Pendant toute la semaine Sainte, nous avions assisté à tous les offices, Chemin de Croix, messes, avec ma grand-mère. Je revois cette vieille petite église...je la trouvais très belle, et elle l'était peut-être. Pendant un an, mon frère avait rejoint les enfants de choeur et grand-mère en était toute fière ! Que sa fille se soit mariée avec un parisien et que ses petits-enfants soient nés à PARIS et habitent la région parisienne, quand on n'a jamais quitté son village, pas même une journée, ça marque ! Et nous, nous les aimions tellement ces grands-parents....Et le jour de Pâques arrivait ! Les cloches de l'Eglise, parties à ROME, revenaient et sonnaient à toute volée, joyeusement...Mais surtout, il y avait la "tournée" faite dans le village par les petits enfants de choeur, passant à trois reprises depuis le matin de très bonne heure, en faisant tourner une crécelle et en annonçant ce retour en criant "Voici le premier...puis Voici le second...puis Voici le troisième..." Nous n'avions jamais vu ça. Et grand-mère, comme d'autres habitants du village, offrait une bonne miche de pain tout frais, qui serait partagée entre les fidèles, au cours de la messe, après avoir été bénite... Ce petit morceau de pain que chacun prenait avait un goût spécial....C'était le pain de Pâques, de la Résurrection...Il avait vraiment une signification...Et pour l'acheter et l'offrir, chaque villageois dont aucun n'était très riche, avait fait un sacrifice...C'était peut-être ce qui pour nous lui donnait son goût spécial ? Et on en rapportait un petit morceau à grand-père qui ne pouvait se déplacer.
Les cloches étaient revenues de ROME, la joie était dans l'air et un bon repas était fait par ma grand-mère...quiche lorraine ou pâté lorrain, et surtout, ce qu'on attendait, une tarte magnifique aux mirabelles ou aux quetsches, fruits qui avaient été mis dans des bocaux pour servir à l'occasion.
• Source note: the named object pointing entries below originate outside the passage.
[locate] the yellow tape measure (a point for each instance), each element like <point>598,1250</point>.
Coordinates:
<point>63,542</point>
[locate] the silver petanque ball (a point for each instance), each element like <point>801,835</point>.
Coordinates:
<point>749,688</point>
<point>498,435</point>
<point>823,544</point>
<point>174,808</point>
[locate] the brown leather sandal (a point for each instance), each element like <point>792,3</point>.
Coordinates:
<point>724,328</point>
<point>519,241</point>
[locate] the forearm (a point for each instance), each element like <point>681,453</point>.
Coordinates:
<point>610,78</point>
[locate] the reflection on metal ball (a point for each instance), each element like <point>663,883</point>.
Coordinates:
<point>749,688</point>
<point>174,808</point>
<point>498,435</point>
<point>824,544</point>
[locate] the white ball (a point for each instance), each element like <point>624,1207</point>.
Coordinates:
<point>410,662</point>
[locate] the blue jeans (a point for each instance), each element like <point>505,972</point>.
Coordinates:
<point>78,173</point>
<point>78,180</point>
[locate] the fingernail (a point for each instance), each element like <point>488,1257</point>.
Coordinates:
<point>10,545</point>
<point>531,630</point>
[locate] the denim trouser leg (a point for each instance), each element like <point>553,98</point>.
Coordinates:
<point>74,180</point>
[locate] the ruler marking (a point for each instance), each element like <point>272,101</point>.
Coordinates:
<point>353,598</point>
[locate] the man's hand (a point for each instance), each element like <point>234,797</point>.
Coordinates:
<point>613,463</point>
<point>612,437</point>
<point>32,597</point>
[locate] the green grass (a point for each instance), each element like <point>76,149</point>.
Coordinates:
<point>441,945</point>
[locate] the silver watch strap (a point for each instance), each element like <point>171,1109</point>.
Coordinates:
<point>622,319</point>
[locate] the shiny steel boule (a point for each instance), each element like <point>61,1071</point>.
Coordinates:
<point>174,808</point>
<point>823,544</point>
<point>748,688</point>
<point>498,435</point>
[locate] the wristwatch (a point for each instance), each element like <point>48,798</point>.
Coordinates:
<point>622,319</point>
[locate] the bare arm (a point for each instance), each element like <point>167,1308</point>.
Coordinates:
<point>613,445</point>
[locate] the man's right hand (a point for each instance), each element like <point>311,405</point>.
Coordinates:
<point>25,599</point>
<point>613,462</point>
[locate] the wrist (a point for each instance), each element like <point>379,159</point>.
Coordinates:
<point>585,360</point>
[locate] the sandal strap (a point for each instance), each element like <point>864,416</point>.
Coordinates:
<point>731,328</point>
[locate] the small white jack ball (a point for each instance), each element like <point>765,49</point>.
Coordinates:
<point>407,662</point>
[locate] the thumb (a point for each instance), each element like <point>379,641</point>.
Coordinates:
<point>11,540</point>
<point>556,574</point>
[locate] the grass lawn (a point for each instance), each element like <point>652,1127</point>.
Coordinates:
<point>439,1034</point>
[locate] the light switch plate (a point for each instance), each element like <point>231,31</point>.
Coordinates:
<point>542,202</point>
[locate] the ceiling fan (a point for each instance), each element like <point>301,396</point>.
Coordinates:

Et ça, c'était une excellente occasion ! Ce souvenir de la crécelle et du bruit qu'elle faisait est resté bien vivace. Je pense que ça existe dans d'autres régions de France, mais pour moi, à AFFRACOURT, ça me semblait unique !
Je suis en ville maintenant. Demain, on entendra les cloches...Mais ce sont des cloches électriques....Plus d'enfant de choeur pendu au bout d'une corde et tirant à toute volée...en se laissant remonter le plus haut possible, pour le plaisir....Les années ont passé......"
Plus rien de commun sans doute maintenant. Est-ce que les enfants de choeur passent toujours avec leur crécelle ? La petite église que j'aimais tant a-t-elle des cloches électriques ? Moi je garde précieusement mes souvenirs...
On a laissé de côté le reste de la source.